Wednesday, September 7, 2016
Origin of Disagreements in Tandem Mass Spectra!
When you search the same RAW file containing tandem mass spectra versus the same database using different search engines, you are going to see some disagreements in the results.
For example, if I take a proteomic sample from myself and I run it through Mascot and I run it through Sequest separately, the results probably not going to be exactly the same. Mascot will identify some peptides that Sequest won't, and vice versa. It is also likely that I'll see a few MS/MS spectra that Sequest said was one sequence and Mascot said...is something different...
Considering that the database we're searching this against is constructed making some textbook assumptions and is starting from a DNA sequence....that is not mine....we do pretty darned good though!
Where do these disagreements come from?
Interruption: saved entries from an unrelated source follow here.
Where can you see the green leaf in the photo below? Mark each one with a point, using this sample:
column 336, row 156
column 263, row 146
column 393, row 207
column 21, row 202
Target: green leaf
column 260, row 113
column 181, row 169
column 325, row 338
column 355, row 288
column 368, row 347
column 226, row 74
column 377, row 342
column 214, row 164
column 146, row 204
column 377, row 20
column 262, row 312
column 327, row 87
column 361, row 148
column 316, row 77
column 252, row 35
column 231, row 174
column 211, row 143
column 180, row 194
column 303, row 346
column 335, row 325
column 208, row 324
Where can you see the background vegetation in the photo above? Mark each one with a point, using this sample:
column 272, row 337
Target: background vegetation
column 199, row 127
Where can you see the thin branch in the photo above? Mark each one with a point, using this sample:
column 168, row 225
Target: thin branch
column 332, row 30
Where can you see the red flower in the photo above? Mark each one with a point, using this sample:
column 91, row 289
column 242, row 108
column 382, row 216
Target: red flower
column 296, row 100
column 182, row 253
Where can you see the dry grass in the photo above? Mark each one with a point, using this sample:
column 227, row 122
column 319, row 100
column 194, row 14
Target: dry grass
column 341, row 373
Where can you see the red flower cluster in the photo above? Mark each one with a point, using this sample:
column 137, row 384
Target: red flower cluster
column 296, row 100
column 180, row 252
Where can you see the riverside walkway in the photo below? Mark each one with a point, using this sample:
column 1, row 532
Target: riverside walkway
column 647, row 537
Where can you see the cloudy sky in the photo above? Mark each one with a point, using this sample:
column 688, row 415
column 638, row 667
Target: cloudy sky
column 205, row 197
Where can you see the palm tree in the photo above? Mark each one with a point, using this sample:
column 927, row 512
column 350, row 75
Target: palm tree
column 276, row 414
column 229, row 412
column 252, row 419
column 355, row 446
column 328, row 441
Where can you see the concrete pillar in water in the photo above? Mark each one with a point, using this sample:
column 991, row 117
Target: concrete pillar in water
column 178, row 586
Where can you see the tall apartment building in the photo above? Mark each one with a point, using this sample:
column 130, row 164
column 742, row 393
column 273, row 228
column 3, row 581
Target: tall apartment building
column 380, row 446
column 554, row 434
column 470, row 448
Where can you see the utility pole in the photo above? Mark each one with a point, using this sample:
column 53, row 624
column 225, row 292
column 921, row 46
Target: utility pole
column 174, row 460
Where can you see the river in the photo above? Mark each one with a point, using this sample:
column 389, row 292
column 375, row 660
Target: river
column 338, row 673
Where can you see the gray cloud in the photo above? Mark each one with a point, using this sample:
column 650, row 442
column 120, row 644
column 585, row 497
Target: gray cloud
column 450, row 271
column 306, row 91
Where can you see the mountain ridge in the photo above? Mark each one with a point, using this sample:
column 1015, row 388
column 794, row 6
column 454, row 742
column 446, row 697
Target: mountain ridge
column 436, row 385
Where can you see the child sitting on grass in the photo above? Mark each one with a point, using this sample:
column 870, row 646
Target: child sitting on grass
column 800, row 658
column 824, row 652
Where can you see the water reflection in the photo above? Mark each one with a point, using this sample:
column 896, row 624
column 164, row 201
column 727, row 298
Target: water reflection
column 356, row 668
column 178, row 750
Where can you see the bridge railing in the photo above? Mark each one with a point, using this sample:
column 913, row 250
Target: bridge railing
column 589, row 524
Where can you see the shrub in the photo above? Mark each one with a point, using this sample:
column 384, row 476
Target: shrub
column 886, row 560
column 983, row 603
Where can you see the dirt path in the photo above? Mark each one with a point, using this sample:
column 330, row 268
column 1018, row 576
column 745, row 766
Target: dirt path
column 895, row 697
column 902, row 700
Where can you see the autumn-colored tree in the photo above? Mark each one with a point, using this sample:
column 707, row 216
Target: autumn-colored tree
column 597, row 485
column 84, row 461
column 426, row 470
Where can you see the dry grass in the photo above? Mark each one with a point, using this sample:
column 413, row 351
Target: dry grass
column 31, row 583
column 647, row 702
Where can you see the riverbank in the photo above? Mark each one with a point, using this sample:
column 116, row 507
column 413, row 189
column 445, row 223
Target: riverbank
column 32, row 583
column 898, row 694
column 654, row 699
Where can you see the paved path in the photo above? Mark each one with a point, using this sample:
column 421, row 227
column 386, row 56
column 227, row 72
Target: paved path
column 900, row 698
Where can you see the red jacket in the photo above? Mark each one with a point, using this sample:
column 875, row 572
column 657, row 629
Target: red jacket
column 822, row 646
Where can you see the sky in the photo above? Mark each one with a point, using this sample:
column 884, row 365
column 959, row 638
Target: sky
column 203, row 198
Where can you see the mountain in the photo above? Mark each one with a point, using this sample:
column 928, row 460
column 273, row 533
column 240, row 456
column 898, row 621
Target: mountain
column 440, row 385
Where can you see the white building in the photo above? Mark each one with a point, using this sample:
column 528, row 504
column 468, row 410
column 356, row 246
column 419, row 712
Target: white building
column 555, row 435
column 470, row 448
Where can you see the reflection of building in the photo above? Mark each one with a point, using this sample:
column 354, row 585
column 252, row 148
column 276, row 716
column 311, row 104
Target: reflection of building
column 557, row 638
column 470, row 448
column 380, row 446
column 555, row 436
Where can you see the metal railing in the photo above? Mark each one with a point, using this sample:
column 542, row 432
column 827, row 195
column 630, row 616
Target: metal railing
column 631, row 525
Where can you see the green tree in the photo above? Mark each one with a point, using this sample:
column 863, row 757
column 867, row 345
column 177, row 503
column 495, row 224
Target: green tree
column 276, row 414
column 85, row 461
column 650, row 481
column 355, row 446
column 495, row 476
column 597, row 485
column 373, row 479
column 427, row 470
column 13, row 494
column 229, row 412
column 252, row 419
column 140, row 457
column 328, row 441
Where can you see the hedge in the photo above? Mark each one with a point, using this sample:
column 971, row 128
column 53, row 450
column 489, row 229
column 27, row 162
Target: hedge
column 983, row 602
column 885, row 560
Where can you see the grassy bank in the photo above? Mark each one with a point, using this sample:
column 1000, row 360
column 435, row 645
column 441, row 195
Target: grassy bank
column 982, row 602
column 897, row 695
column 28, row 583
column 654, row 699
That is the topic of this new paper from Dominique Tessier et al., in this month's JPR. To evaluate this question, these researchers grab a cancer dataset from PRIDE from Gygi lab and then run some plant samples in house on an Orbitrap Velos using high/low (or...medium/low? 30k MS1 + Top5 ion trap MS/MS).
The RAW files are then searched versus: Mascot, MSGF+, X!Tandem, TPP (presumably, also using X!Tandem) and an analysis of the conflicts are performed between the results.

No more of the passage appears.